Ancak sonraki 30 yılda izledikleri stratejik tercih ve politikalar, iki şirketin kaderlerini tamamen farklı yönlere taşıdı.

Gelişme Ve Büyüme Stratejilerinin Seyri:

Samsung, 1990’ların ortalarından itibaren Ar-Ge, inovasyon, yüksek teknolojiye dayalı üretim, marka geliştirme ve küresel rekabetçilik alanlarına yoğunlaşarak sistematik bir büyüme stratejisi izledi.

Bu bağlamda;
-Yarı iletken ve çip teknolojilerine yatırım yaptı.
-AR-GE harcamalarını hızla artırdı.
-Marka inşasına ve küresel pazarlarda prestijli konumlanmaya yöneldi.
-Kurumsal yönetim, şeffaflık ve uluslararası standartlara uyum konusunda hızlı adımlar attı.

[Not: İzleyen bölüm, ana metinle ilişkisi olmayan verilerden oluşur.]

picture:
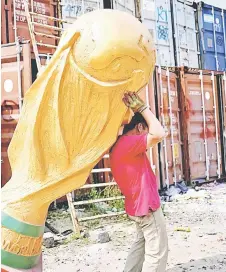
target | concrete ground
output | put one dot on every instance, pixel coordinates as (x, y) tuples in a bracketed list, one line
[(201, 249)]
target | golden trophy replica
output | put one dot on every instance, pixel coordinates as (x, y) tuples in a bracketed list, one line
[(71, 116)]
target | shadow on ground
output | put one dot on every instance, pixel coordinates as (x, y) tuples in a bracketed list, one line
[(211, 264)]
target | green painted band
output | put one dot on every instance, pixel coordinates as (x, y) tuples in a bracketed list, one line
[(12, 223), (18, 261)]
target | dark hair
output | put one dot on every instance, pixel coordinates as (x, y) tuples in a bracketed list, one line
[(137, 119)]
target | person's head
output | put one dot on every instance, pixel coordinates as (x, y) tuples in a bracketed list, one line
[(137, 125)]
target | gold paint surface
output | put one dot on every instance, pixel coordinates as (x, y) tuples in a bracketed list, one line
[(20, 244), (72, 113)]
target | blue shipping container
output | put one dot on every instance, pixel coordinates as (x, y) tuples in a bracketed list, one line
[(211, 25)]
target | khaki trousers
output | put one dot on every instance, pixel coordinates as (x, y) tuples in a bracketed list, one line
[(150, 251)]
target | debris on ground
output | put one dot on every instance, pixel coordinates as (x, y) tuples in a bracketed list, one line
[(48, 240), (201, 249), (103, 237), (185, 229)]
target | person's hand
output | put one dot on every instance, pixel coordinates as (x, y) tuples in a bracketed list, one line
[(133, 101)]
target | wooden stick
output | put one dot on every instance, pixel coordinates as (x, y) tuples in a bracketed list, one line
[(101, 216), (73, 214), (47, 45), (101, 170), (35, 48), (98, 185), (49, 17), (50, 227), (83, 202), (47, 35), (47, 26)]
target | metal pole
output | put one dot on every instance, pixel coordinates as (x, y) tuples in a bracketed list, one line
[(150, 149), (216, 125), (204, 125), (222, 15), (171, 126), (18, 49), (164, 126)]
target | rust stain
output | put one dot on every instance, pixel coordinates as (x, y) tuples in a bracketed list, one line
[(209, 134)]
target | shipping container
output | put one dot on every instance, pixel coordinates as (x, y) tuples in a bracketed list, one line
[(72, 9), (15, 81), (211, 25), (173, 28), (222, 116), (168, 112), (185, 33), (125, 5), (14, 23), (201, 129)]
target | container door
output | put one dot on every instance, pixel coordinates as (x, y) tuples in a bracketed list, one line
[(185, 34), (156, 15), (212, 37), (168, 110), (202, 126), (72, 9)]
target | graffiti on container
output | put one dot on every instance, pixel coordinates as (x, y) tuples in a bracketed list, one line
[(217, 25), (37, 7), (163, 32), (76, 8), (219, 40), (162, 14), (9, 110)]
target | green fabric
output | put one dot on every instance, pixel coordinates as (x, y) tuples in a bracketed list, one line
[(18, 261), (21, 227)]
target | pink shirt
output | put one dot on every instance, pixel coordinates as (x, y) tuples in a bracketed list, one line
[(132, 172)]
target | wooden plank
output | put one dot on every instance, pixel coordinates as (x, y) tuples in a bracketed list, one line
[(91, 201), (99, 216)]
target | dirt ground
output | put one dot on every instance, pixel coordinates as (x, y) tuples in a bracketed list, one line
[(201, 249)]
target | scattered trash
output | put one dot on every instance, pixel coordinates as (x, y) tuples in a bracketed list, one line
[(168, 195), (48, 240), (103, 237), (85, 234), (184, 229), (66, 232)]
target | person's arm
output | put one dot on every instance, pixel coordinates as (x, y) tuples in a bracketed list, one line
[(156, 132)]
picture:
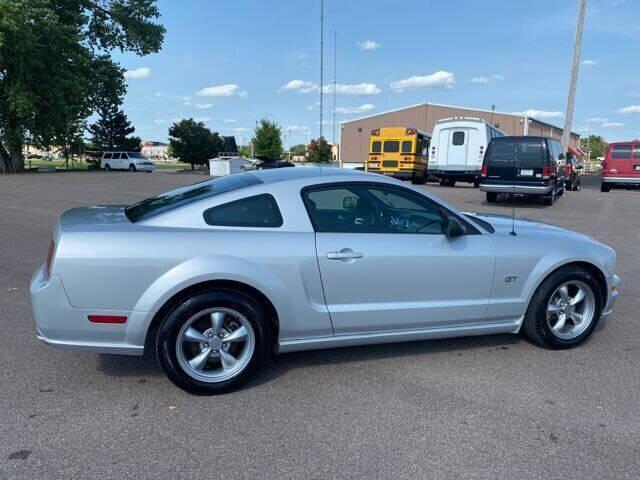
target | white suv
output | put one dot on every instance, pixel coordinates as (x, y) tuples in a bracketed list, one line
[(132, 161)]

Ayrıca Güney Kore devleti de bu dönemde, şirketleri yüksek katma değerli sektörlere yönlendiren teşvik politikaları, Ar-Ge destekleri ve altyapı yatırımlarıyla söz konusu dönüşümün destekçisi oldu.

Samsung’un 1995’teki yıllık geliri yaklaşık 19.3 milyar$, net kâr tahmini 2.3 milyar$ civarındaydı. Dünya yarı iletken üretiminde de 6’ıncı sıradaydı.

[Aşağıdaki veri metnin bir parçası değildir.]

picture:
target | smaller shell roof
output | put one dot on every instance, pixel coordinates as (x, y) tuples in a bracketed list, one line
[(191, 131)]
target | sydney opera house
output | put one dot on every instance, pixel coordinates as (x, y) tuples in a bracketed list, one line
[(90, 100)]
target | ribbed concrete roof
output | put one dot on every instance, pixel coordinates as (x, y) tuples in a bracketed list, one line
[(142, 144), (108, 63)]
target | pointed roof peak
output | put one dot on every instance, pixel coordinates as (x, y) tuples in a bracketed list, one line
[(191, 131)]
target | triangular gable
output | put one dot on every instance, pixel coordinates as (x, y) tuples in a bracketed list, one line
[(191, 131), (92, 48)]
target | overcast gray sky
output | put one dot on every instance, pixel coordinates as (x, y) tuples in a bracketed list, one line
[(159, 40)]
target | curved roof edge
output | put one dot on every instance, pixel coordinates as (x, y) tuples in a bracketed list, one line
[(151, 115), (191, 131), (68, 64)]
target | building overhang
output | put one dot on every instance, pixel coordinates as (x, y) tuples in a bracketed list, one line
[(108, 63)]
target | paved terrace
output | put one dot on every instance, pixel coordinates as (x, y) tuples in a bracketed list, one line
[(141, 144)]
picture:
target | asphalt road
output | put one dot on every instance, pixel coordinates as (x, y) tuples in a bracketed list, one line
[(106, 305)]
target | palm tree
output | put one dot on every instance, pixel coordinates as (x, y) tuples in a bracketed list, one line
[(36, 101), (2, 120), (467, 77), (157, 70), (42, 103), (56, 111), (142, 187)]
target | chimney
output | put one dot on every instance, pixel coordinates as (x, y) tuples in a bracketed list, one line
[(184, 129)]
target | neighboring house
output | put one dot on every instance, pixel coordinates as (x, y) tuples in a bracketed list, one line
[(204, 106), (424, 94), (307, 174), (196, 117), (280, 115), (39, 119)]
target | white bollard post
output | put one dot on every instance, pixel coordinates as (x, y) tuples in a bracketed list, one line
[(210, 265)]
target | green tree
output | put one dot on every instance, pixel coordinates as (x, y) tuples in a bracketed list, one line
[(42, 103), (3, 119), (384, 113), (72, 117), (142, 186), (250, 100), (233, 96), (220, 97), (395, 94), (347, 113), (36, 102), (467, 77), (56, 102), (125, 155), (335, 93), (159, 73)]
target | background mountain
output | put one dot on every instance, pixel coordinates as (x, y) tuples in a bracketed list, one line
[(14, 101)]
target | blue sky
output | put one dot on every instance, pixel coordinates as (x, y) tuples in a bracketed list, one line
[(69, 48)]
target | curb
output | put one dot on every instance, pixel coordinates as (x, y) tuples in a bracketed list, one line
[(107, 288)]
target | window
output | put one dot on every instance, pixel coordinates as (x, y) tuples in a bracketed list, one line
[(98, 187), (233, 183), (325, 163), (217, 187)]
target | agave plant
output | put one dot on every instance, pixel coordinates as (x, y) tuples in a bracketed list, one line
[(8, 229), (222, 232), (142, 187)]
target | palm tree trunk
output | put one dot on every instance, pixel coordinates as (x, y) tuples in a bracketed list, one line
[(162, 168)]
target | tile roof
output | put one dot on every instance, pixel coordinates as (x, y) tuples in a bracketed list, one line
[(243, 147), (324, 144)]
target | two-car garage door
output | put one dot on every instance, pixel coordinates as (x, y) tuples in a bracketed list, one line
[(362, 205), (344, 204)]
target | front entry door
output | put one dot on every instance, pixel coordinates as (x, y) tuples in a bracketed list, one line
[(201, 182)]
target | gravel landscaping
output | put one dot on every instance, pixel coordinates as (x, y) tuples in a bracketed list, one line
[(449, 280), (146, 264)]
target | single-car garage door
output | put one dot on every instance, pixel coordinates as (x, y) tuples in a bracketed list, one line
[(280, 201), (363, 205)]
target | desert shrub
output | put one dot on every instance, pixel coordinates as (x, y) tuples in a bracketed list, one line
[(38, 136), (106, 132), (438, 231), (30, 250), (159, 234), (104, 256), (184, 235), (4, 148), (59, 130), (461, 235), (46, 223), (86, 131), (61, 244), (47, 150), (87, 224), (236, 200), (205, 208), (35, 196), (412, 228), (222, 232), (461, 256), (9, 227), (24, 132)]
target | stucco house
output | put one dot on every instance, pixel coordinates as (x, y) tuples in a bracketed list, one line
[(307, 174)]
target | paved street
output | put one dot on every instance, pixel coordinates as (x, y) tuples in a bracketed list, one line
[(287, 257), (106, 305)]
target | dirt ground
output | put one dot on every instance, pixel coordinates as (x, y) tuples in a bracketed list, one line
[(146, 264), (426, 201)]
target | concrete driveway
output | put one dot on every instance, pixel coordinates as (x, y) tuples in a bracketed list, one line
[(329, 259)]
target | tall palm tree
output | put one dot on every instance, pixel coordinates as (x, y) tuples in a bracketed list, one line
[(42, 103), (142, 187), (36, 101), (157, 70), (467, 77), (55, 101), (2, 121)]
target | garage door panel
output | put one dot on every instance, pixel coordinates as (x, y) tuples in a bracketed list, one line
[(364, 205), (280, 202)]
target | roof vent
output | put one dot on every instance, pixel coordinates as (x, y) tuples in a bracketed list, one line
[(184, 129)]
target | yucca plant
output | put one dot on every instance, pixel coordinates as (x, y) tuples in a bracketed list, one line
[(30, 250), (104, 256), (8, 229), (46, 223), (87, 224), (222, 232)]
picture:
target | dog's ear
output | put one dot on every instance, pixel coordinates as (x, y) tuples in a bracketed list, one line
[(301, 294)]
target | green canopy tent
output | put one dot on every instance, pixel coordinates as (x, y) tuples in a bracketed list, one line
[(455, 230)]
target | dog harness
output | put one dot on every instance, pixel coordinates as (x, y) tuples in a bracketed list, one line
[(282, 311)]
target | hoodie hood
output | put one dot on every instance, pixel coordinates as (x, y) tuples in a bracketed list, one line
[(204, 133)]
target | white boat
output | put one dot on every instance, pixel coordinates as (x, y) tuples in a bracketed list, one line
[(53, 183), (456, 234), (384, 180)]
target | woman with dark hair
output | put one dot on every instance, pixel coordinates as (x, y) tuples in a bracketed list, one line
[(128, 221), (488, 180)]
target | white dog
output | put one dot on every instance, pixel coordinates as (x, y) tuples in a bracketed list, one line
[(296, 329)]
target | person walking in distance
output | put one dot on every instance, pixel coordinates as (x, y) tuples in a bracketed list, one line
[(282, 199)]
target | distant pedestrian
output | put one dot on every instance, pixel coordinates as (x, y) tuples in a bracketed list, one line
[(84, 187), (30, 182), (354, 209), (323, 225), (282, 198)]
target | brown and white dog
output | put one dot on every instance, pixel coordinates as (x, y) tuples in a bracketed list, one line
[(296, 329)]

O tarihten bu yana, üretim hacmini, ürün portföyünü ve yenilikçi teknoloji düzeyini devasa boyutlarda arttıran Samsung, bugün mikroçip, cep telefonu, beyaz eşya, yarı iletken ve ekran teknolojilerinde dünya lideri hâline geldi.

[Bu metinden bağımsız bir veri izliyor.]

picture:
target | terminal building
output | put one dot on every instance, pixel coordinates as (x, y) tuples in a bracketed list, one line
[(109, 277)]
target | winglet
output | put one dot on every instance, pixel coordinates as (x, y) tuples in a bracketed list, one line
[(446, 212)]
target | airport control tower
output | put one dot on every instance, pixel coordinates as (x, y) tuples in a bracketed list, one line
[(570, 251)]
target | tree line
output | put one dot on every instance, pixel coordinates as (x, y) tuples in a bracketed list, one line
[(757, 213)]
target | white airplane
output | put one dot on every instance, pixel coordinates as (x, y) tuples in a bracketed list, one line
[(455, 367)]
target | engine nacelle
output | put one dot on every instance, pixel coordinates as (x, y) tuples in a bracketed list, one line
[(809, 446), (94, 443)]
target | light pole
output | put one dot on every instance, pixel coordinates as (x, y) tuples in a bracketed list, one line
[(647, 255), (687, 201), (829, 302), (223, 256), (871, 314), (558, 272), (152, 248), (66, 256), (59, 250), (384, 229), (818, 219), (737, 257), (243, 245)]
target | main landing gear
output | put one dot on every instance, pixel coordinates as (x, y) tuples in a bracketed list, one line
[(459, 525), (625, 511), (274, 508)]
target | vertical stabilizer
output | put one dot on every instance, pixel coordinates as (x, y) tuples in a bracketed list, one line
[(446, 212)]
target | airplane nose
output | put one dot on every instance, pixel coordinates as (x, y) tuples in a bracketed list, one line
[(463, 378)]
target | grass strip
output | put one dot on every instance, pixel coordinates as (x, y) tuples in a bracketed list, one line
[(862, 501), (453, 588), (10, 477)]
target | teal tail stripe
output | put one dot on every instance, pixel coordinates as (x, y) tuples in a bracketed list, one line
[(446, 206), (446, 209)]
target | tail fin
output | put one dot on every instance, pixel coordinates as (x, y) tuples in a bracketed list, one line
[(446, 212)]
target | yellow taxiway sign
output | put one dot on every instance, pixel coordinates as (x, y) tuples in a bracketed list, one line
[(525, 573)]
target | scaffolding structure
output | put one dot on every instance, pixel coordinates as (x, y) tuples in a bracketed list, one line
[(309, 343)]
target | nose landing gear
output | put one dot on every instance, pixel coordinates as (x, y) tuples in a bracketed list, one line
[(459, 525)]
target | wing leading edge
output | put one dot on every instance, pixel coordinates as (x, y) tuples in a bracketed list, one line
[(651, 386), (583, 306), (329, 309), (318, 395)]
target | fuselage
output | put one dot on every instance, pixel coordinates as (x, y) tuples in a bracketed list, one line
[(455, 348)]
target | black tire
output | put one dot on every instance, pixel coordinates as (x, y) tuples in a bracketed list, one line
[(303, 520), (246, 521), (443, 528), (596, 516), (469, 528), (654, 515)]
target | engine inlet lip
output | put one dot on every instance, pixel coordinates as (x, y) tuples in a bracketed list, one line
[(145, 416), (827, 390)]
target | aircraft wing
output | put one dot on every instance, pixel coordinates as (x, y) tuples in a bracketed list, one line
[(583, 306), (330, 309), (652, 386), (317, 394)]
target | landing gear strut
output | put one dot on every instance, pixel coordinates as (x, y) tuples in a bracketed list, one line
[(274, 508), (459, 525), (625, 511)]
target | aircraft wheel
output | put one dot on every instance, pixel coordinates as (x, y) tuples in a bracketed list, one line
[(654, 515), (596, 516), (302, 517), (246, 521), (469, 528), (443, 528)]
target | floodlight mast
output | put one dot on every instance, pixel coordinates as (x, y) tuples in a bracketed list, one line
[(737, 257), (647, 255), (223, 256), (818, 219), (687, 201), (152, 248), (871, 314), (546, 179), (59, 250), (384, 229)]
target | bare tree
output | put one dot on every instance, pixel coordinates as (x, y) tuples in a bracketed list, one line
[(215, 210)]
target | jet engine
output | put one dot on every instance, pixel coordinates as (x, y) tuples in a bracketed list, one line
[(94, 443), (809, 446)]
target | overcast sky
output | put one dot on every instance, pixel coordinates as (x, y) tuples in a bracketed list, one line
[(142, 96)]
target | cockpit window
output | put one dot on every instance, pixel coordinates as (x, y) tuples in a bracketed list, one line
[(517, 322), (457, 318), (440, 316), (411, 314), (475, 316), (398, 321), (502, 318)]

2025 itibarıyla Samsung’un küresel marka değeri yaklaşık 110 milyar $’ı aşarken (Dünyanın en değerli 6’ıncı markası) piyasa değeri 335 milyar$’a ulaştı. Ar-Ge harcamaları yıllık 20 milyar$’ı aşan Samsung, toplamda 220.000’den fazla onaylanmış patente sahip oldu. Sadece 2024 yılında Dünya Fikri Mülkiyet Örgütü (WIPO), Avrupa Patent Ofisi (EPO) ve ABD Patent Ofisi üzerinden toplam 10 binden fazla başvuru gerçekleştirdi.

Zorlu Holding tarafından satın alınan Vestel ise, 90’ların ortalarından itibaren yapısal dönüşüm çalışmalarını başlatmış ve 1995’te 400 bin olan yıllık televizyon üretim kapasitesini 1996’da 1 milyon 200 bine çıkarmıştı.

Samsung’un küresel pazarlara yönelik “yenilikçi teknoloji esaslı büyüme stratejisi” izlemeye başladığı dönemde Vestel; daha çok “fason üretim,” “düşük katma değerli ürünler” ve “markasız ihracat” stratejileriyle ilerlemeyi tercih etti.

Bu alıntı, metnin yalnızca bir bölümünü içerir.